1) Check Battery Fluids
It may seem obvious but it is a must. It is imperative to complete this task with the utmost care and regard. Battery acid is highly caustic and can easily burn through skin. This corrosive material is important nonetheless for batteries to generate the power needed to sustain any forklift. Checking battery fluid is relatively easily to do. Simply unscrew the two housing bolts that secure the reservoir and check the levels to ensure they are at appropriate levels. Top off as necessary and make sure your battery is not leaking this fluid not only for operational reasons but from a hazardous materials perspective. Crown Battery suggests checking two of the three battery cells themselves to ensure there is enough to fluids to cover the vital elements.
2) Keep Battery Charged
For the electric forklift owners this is especially conducive. It is paramount to make sure your battery is charged at the appropriate levels at all times. Experts decree that allowing the battery to die or dip below 30% can yield adverse effects to the lifespan and performance of the battery itself. Compare it to a car, when a battery is left on overnight and the car requires a jump, many mechanics suggest letting the battery charge to full power before turning the car off. Furthermore, many enthusiasts also implore owners to never let their battery fall weak again.

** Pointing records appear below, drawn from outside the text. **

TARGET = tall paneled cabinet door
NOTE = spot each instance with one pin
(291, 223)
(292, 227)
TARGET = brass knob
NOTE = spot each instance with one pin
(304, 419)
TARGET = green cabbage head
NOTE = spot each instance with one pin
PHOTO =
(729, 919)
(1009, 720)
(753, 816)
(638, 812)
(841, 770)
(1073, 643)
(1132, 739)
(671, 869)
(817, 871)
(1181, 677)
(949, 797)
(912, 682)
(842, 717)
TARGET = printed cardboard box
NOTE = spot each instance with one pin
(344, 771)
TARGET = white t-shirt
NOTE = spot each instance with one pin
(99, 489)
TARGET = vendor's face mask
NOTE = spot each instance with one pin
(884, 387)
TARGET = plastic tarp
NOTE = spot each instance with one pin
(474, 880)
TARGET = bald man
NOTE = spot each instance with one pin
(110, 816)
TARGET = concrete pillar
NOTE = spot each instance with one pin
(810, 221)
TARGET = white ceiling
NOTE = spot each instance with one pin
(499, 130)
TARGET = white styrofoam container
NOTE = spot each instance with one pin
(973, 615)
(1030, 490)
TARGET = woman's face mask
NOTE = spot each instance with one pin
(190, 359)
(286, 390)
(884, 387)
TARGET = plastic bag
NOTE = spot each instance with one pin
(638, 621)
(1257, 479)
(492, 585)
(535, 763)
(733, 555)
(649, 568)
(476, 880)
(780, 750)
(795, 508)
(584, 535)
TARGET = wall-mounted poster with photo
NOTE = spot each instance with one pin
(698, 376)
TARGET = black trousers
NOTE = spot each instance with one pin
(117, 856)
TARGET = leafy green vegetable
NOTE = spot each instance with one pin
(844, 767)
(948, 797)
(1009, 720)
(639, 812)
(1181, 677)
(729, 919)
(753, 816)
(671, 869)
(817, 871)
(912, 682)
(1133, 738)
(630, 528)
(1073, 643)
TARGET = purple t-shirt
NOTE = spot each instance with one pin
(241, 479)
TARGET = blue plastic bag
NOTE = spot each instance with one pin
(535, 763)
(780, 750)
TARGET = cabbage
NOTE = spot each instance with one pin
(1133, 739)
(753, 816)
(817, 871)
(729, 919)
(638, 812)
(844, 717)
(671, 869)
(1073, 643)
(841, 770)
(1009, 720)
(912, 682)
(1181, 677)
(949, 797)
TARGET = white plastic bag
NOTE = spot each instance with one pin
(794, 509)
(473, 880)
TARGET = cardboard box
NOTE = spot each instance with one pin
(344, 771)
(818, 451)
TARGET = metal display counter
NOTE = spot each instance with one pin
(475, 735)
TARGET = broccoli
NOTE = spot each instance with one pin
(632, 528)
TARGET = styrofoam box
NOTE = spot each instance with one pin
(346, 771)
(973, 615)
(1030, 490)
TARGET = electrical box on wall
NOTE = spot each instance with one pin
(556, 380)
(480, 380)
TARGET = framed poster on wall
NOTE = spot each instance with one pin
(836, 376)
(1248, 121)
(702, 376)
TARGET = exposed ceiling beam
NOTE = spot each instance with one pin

For those with older and weathered batteries this is a very big rudiment to adhere to. Some preventative steps you can take to not drain the battery is simply making sure all lights are off and the keys are out of the ignition when the forklift is not live in operation. A classic mistake made by many owners and operators is failing to check the forklift before they leave it for the day and to determine whether all utilities are powered off.
3) Prevent Freezing and Overheating
There are many reasons why batteries warn owners not to store these devices at temperatures below or above their specifications. Why? Because the parts and components can freeze or even melt, which causes the battery to malfunction and fail. Generally, batteries perform their best in ambient room temperatures but are rated to operate in most outdoor environments barring exceptionally hot days that may be record-setting.
Preventing freezing and overheating not only protects the fluids in the battery but many of the terminals and elements as well. Keeping these areas in affable conditions will prolong the life of your battery and ensure operational readiness.